Jed Diamond, Ph.D., is the Founder and Director of the MenAlive, a health program that helps men live long and well. Though focused on men’s health, MenAlive is also for women who care about the health of the men in their lives. Jed is the author of 11 books including his latest: Stress Relief for Men: How to Use the Revolutionary Tools of Energy Healing to Live Well. Since its inception in 1992, Jed has been on the Board of Advisors of the Men’s Health Network. He is also a member of the International Society for the Study of the Aging Male and serves as a member of the International Scientific Board of the World Congress on Gender and Men’s Health. His homepage is


  1. Henry Vandenburgh says:

    Fantastic essay, Jed!!

  2. It’s not just men and it’s not just your penis, as a society we need a much healthier approach to the human body. In my estimation there is no such things as a “mind body connection” because separation is an illusion. Body shame is a huge 3rd Century hangover. You are 100% right that if we can have a positive association with our own bodies we can have positive relationships with our sig other or the planet.

    Word to the wise, for a man to be a great lover he can do better focusing his energy on his heart than on his penis. Quid pro quo you got yours now I get mine is not love making. That’s a business transaction. Think give and receive, not give and take. Love to see this discussion taking place. Fantastic that we are exploring these themes.

  3. for those who eschew brevity: Turning on the Faucet to Just the Right Temperature.

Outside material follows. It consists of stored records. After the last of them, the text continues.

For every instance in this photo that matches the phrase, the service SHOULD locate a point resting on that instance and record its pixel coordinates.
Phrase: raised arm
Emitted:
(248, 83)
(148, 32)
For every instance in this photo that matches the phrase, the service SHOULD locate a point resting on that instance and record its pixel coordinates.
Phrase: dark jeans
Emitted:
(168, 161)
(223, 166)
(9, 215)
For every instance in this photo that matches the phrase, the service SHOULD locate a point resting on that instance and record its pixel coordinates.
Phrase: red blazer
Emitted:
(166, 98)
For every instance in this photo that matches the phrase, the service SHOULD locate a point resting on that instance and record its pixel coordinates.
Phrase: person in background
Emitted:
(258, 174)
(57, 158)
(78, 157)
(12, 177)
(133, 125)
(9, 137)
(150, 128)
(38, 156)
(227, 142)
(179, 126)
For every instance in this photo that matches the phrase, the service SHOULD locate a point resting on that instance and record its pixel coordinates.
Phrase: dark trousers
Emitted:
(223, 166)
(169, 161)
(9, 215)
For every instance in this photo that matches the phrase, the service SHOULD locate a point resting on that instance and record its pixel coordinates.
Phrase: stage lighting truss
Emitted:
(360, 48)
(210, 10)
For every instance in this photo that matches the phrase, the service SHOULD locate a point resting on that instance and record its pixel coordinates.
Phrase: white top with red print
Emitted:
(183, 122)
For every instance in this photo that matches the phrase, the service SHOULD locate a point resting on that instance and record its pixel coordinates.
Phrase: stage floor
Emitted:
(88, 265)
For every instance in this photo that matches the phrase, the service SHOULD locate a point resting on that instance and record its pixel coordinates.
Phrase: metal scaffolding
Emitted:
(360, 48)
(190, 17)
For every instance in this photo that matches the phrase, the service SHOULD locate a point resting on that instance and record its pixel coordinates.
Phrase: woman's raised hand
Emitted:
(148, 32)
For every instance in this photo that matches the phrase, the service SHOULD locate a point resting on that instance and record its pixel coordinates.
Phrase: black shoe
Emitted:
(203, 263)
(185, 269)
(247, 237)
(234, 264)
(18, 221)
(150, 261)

    (also: “Cock Tales” is brilliant)

  4. Embracing the Elephant Tusk
    Caressing the Love Cannon
    Fondling the Flagpole

  5. Delightful essay, Jed. Ah, the eternal questions that may never be answered, but are always good to ask. I’m sure the joking is everyone’s way of dealing with “that thing” that is in part responsible for all you’ve outlined here. However, the penis is never boring, or full of “ennui” as the title suggests. So, is the headline suggesting “enough already?” I think it’s worthy that you keep the dialogue going.

  6. Good point Steve. Seeing men in all our beauty and accepting ourselves just the way we are is part of our healing journey. We may not use any of those terms of derision in referring to our penises, but we treat ourselves poorly in many ways. I think we all have a ways to go before we consistently see our beauty and value as good men, in all our many aspects.

  7. Steven Marr says:

    I don’t think that full frontal images of men should be considered pornographic. This brands men. As if the penis is literally a “smoking gun.” An image of a whole man should be considered natural and welcome rather than one of clandestine power. Masculine sexual power should be brought into the light rather than cast in the darkened shadows.

  8. You forgot “milking the snake.” It has a manly man ring to it because anyone who takes on the title of Herpetologist must be a brave soul. It’s my favorite and much more positive than bashing, bleeding, bopping, burping, choking, cranking, cuffing, fisting, flogging, jerking, pounding, spanking, whipping or yanking.

    To be honest, I’ve never used any of those garrulous phrases, even in the locker room…but, that’s just me. And, I might add, except for a girl that I knew in college who referred to her vagina as Suzie (only she and god knew why) and comedians, I’ve never heard any woman I’ve been with call out the name she gave her genitals in the heat of the moment. As a matter of fact, I don’t remember talking about pet names for genitals aside from the immature discussions about what Suzie likes and I’ve never named mine.

    I am a man and, therefore, I have a penis. I also have a heart, lungs, brain and stomach among other organs that sustain my life and well-being. I don’t really feel the need to name them. As long as they function properly, all is well and I celebrate the continued functioning of my body every time I wake up and curse the pre-dawn hour.